Probably the most important offset to the decline in racial discrimination is the rapid growth since the 1960s in the fraction of black children raised in households with one parent or none. Such households also grew among whites but at a much slower pace. Moreover, white single-parent households mainly arise from a divorce between parents who had children while married (or living together), whereas never-married young mothers raise many black children.

In addition, young blacks growing up in segregated neighborhoods are pressured to engage in crime, including selling drugs, and to avoid “acting white,” meaning studying hard and investing in one’s human capital. These pressures are harder on black boys than on black girls, which helps explain why the achievements of black women are much closer to those of white women than is the case among men.

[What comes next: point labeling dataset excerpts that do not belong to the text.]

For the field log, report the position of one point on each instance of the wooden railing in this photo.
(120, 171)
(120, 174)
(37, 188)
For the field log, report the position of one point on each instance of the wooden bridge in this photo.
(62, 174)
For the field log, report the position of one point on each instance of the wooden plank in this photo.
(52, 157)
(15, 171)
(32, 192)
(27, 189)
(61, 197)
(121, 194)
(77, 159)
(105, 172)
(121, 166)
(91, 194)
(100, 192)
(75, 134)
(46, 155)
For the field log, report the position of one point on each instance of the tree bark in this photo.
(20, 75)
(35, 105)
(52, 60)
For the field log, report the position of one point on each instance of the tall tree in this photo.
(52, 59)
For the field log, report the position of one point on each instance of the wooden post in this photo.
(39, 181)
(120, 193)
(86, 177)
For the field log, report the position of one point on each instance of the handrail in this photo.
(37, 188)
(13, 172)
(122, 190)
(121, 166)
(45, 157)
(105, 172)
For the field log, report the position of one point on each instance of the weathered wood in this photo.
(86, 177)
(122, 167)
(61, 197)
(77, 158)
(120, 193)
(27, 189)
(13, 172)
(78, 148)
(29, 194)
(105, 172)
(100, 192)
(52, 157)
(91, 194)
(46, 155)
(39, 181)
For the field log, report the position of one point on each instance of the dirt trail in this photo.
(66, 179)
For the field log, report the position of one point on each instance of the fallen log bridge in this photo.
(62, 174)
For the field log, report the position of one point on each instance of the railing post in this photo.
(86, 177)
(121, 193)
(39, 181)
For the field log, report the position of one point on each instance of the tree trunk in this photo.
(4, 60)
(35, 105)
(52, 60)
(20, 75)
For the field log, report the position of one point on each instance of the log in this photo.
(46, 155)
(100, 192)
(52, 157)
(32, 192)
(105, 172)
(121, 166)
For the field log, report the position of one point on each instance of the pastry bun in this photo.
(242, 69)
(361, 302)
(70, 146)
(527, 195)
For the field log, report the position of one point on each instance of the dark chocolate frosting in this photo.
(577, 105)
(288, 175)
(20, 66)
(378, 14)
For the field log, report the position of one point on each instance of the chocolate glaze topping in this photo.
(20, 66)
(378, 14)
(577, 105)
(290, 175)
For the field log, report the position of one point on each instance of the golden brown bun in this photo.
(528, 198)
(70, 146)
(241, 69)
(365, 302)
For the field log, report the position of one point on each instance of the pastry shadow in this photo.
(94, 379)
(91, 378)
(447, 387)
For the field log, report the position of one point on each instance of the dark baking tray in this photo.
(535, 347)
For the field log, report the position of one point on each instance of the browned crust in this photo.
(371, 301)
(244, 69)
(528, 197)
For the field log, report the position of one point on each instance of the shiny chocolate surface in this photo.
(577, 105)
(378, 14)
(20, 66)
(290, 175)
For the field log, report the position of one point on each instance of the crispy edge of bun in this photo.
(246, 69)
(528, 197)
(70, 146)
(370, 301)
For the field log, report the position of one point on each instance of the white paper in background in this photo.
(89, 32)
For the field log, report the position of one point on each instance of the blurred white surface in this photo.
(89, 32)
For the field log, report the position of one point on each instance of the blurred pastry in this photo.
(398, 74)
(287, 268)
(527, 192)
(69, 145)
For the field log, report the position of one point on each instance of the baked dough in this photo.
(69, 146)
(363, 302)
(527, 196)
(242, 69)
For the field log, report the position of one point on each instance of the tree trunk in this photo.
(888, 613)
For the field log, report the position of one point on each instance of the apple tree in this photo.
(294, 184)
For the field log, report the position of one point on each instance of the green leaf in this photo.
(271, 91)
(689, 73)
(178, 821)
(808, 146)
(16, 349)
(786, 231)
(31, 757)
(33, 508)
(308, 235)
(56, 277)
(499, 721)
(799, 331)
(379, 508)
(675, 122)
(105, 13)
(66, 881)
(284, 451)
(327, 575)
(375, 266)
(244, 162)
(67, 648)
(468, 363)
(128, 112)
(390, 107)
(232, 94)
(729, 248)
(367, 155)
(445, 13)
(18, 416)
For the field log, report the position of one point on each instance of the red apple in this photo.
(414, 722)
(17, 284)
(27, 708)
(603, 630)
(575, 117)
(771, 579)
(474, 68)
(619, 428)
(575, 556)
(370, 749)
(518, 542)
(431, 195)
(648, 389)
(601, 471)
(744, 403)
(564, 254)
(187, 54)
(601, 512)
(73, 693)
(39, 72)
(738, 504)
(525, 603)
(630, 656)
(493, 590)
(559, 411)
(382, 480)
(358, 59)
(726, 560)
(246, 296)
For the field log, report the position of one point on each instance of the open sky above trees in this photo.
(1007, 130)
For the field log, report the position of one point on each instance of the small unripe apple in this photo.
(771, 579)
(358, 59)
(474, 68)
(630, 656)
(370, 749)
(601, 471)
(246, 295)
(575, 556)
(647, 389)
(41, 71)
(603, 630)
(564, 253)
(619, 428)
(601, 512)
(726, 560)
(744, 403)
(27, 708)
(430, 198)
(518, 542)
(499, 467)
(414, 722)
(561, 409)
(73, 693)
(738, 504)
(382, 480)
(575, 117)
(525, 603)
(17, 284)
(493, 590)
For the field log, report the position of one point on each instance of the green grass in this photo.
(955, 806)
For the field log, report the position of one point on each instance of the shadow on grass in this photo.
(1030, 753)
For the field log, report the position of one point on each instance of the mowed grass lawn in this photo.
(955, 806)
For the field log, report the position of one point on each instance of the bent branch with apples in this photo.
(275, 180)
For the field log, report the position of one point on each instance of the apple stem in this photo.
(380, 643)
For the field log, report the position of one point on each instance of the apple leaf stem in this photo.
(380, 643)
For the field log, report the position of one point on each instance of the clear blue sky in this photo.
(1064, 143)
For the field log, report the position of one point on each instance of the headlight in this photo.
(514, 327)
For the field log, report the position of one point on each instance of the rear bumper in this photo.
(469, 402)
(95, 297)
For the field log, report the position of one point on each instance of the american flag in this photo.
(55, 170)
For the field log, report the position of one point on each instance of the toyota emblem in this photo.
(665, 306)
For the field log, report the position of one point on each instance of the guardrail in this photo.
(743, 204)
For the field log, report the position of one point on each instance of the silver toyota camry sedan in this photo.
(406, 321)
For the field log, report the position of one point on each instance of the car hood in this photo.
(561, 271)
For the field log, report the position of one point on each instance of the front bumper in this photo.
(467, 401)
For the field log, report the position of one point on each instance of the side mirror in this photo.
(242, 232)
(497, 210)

It is too early to tell whether these and other forces that have prevented blacks from achieving full parity with whites are temporary or long lasting. Growing up in families that invest little in their children casts a long shadow: children brought up in such families tend to invest less in their children, a process that is repeated to some degree over the generations that follow.

Similar patterns—considerable progress and then stagnation—are found in racial gaps for high school and college graduation rates, and in teenagers’ reading and math scores.

Yet it may be possible to overcome this intergenerational problem. In my opinion, the most promising approaches involve self-help programs that encourage better choices in black communities, the legalization of drugs, personalized medicine that recognizes differences in vulnerabilities to disease between blacks and whites, Head Start–type school programs, and school vouchers and charter schools that widen school choice and stimulate education innovations. On the whole, I am optimistic that some of these changes will be made and hence that the convergence between blacks and whites will resume after its twenty-year hiatus, although it will probably be many decades before blacks achieve anything close to full parity with whites.